Bu sabah içimi kıpır kıpır yapan o müthiş hayat amacımla ilgili kararla güne gözlerimi açtım. Ne vakittir böyle sabahlara uyanmamıştım. Ama bugün uyanmam için bir sebebim… hem de sağlam bir sebebim vardı. Hayatıma yeni bir sayfa açacaktım, yeniden doğacak, üretecek, işte ben buradayım sahalardayım yeniden, dedirtecek projemle küllerimden doğacak Kaf dağına kanat çırpacaktım. Evet bunların hepsini yapacak bendim ta ki içimdeki ecit mecit konuşana kadar….

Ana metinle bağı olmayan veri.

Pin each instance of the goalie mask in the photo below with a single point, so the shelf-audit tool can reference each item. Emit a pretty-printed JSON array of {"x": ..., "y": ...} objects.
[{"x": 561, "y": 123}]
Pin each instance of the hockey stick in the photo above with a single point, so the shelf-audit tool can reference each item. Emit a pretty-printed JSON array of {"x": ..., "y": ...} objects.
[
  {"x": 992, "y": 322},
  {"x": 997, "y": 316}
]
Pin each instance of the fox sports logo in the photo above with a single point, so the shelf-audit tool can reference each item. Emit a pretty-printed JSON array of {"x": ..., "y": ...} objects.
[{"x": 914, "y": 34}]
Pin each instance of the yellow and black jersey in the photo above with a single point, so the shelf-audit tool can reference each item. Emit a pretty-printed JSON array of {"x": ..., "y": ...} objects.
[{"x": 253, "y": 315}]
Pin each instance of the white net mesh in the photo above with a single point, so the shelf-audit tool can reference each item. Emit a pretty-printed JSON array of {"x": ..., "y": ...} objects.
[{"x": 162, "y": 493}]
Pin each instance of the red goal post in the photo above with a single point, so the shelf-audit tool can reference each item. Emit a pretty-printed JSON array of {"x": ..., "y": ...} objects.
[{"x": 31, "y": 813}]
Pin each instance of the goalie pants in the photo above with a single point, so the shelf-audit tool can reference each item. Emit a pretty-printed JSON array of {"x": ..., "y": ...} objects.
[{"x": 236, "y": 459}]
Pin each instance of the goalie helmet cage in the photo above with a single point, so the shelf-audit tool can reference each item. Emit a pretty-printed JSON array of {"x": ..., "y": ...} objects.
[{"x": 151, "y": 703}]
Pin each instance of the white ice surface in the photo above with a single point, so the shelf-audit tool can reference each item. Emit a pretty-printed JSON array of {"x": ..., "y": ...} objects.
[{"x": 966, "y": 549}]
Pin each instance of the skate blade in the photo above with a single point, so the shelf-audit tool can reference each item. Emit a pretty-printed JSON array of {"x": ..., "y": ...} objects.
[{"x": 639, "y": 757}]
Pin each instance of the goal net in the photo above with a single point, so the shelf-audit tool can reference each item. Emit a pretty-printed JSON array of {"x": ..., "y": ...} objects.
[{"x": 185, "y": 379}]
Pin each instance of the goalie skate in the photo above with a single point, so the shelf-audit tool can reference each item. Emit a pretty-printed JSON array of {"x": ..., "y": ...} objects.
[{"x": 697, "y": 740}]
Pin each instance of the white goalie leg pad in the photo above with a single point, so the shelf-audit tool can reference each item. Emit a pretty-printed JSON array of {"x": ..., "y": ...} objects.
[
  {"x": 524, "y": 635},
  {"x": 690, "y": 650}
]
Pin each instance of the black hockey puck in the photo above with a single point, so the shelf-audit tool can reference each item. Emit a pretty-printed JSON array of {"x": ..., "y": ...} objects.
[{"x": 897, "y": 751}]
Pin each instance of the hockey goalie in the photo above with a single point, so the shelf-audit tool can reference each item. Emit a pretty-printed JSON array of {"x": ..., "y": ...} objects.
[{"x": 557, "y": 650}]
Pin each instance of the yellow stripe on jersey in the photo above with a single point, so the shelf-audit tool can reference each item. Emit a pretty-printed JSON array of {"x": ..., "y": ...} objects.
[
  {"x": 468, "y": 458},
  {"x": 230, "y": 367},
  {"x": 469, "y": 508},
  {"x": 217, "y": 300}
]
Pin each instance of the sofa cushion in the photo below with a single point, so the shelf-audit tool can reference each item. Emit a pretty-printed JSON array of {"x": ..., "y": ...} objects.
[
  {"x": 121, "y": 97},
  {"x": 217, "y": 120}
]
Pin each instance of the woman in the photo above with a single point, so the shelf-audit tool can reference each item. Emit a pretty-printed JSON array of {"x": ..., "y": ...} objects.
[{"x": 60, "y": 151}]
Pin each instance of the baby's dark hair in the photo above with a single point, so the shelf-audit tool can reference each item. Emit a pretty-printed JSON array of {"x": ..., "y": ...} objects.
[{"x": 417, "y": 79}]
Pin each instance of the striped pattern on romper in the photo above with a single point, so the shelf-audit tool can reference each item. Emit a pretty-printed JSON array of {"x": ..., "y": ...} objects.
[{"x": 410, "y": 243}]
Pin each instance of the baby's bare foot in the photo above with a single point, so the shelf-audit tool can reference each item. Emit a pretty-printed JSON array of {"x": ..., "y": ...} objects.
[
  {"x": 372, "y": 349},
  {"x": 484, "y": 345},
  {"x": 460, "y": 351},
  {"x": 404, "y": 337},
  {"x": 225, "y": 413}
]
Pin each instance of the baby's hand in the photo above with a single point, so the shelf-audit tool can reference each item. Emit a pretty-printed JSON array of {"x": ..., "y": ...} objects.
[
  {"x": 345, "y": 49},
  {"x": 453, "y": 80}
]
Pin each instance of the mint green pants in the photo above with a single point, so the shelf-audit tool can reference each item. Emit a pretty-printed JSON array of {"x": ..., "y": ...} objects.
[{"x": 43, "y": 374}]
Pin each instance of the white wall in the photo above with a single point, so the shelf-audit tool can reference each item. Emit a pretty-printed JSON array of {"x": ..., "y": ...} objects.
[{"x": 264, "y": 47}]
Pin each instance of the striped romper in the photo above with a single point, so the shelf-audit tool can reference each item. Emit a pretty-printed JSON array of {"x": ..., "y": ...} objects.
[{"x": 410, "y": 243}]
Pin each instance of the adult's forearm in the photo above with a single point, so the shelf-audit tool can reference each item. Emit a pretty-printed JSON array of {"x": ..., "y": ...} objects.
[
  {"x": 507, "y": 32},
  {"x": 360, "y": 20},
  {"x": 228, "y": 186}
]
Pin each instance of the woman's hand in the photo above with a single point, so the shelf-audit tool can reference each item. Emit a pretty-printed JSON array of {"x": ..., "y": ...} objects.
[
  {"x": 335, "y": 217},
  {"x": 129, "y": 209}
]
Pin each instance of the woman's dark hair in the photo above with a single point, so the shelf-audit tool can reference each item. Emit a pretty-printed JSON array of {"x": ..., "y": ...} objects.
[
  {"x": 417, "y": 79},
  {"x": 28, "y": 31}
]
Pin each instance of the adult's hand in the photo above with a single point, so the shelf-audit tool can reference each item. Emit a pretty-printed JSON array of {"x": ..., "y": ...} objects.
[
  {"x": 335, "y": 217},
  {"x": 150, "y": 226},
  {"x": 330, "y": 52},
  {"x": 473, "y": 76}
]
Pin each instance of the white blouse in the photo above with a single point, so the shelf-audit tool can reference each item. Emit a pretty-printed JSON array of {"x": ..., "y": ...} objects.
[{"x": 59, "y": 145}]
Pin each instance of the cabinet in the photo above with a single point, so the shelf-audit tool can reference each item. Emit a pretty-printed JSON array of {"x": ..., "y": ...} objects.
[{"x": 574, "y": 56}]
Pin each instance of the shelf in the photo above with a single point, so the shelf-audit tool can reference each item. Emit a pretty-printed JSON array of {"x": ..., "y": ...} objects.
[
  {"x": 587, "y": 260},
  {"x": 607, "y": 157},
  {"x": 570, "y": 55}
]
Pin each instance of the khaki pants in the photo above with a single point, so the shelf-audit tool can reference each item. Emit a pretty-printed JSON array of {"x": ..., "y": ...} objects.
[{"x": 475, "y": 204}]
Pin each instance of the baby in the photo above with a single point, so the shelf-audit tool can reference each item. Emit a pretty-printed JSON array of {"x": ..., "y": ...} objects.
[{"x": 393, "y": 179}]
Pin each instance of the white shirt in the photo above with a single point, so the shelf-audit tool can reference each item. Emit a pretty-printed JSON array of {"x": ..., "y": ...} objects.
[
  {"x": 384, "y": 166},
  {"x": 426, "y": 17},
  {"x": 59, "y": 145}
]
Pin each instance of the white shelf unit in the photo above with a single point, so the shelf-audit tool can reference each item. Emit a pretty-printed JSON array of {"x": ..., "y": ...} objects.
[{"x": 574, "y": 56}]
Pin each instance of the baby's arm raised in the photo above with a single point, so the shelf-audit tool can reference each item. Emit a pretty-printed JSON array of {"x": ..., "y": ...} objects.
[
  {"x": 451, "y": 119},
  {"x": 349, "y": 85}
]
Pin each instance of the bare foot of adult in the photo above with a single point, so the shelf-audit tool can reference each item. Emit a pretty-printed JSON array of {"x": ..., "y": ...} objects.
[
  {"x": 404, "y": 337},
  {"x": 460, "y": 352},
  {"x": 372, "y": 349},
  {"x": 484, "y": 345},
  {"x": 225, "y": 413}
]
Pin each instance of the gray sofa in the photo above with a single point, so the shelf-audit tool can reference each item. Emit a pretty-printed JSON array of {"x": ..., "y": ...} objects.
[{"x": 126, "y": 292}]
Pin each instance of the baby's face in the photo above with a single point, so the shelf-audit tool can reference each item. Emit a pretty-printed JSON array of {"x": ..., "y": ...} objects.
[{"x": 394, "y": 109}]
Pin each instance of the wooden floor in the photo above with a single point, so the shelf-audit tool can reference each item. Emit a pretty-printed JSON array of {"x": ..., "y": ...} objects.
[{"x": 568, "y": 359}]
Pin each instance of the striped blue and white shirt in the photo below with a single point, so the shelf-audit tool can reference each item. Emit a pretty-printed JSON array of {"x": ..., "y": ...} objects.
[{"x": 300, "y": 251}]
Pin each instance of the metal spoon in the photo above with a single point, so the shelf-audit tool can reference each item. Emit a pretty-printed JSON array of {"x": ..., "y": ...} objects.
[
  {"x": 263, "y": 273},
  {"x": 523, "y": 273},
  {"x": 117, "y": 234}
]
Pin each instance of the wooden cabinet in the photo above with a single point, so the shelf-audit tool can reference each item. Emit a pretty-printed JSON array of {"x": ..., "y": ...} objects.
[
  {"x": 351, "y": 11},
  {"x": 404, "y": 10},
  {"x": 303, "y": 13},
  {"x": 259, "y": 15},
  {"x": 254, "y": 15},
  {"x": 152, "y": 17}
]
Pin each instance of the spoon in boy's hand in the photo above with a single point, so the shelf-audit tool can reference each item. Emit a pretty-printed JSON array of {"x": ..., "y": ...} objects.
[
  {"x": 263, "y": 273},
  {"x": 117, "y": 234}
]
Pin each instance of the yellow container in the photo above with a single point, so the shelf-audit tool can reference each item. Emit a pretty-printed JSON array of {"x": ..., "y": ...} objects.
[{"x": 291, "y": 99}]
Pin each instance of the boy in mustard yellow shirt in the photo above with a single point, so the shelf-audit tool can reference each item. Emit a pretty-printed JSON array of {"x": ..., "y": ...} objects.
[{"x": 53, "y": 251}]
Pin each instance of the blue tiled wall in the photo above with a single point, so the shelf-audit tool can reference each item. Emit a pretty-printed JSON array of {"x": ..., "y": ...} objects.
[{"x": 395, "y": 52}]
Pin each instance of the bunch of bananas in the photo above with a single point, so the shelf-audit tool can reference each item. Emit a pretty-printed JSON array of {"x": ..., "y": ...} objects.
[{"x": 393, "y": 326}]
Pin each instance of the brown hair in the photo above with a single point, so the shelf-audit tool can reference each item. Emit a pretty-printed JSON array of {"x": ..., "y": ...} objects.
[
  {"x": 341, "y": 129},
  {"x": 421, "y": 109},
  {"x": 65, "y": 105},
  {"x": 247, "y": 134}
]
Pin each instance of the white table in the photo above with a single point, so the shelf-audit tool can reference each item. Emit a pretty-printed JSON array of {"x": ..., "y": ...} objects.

Ne zamandır yoktu halbuki, hortladı yine… Haa tabii ben yeni bir işe yelken açtım ya, ortaya çıkmazsa olmazdı. Çıktı ama ne çıkma… Allahım sustur susturabilirsen… içi şişmiş adeta.. Yok efendim “sen yapamazsın, sen kim o projeleri yapmak kim, senin harcın mı o, sen bi dur bakayım orda, destur de, haddini bil…rezil edeceksin kendini, sonra uğraşır dururuz seninle, valla toparlayamazsın kendini, demedi deme”… Konuşuyor da konuşuyor.. Allahım bi sus susmaz.. böyle konuşuyorum ama alttan alta da o sabahki ışıltılı deniz feneri hallerim fena halde yerlerde bu arada. Böyle içimde bir sıkıntılı haller, bir kalp sıkışması, sıcak basması, içimin şişmesi … bariz sabahki hevesi kaçmış,çökme ve hatta havlu atma belirtileri.. son bir iki daha cümle kurdu “ Beceremeyeceksin, yüzüne gözüne bulaştıracaksın sonra elalem senin hakkında ne düşünecek? “gibi… “ Tamam dedim anladık. Yapmıyorum!!! Haklısın zaten başta böyle düşünmem hataydı. Sus artık!” “Hah şöyle yola gel, hem biliyorsun ben ne diyorsam senin için diyorum, seni korumak için” diye bir de naif haller aldı görevini yerine getirmenin rahatlığı içinde ve sustu..yeniden sır oldu.. Ben de eski rutin hallerime döndüm. Evet itiraf ediyorum biraz sıkıcı ama güvendeydim, kendimi saçma sapan durumlara düşürmeyecek, risk almayacaktım. Ohh bakacaktım keyfime, konforum yerinde ne uğraşacaktım gerilimli işlerle… kahve aldım, diyetimi bozup yanında bir dilim, derken iki dilim ve bütün bir kare çikolatayı da yedim… Olsun keyfim yerine gelsindi hem kahve de sade… Yaşam amacı da neymiş, rahat rahat oturmak varken.. Ama yok arkadaş öyle şey olur mu, hayat amacı bu, kolay mı? Orada senin yaşadığını hissettiren duygular var, bir şeyler üretme, kendini ifade etme, insanlarla paylaşma, başarma var”… derken benim ecit mecit tekrar çıktı ortaya… “Aaaa ama ben kime konuştum” diye başlayacakken çektim fişini.
O köşede debelensin dursun, izin vermedim ona ve sordum kendime “ Ne oluyor sana?
Şimdi şu an ne hissediyorsun? Ne istiyorsun? Bu senin için ne kadar önemli? Bunun için nelerden vazgeçersin? Nelerden vazgeçemezsin? Neye ihtiyacın var? Güçlü yönlerin neler? Bu güçlü yönlerini kullanarak engellerinle nasıl baş edebilirsin? “ Oh be, sorular geldikçe bir kendime geldim… hele hele cevaplarımı verdikçe daha da rahatladım.. Ben cevapladıkça benim ecit mecit toz bulutu oldu. Ecit mecite kulak vereceğime kendimi dinledim ve gerçekten ne istediğimin farkına vardım. Bakın şimdi içim tekrar bir hoş oldu..Kaf dağına kanat çırpmaya devam ?
Peki sizin ecit mecitiniz kim? Ve en önemlisi de fişini çekmeye hazır mısınız?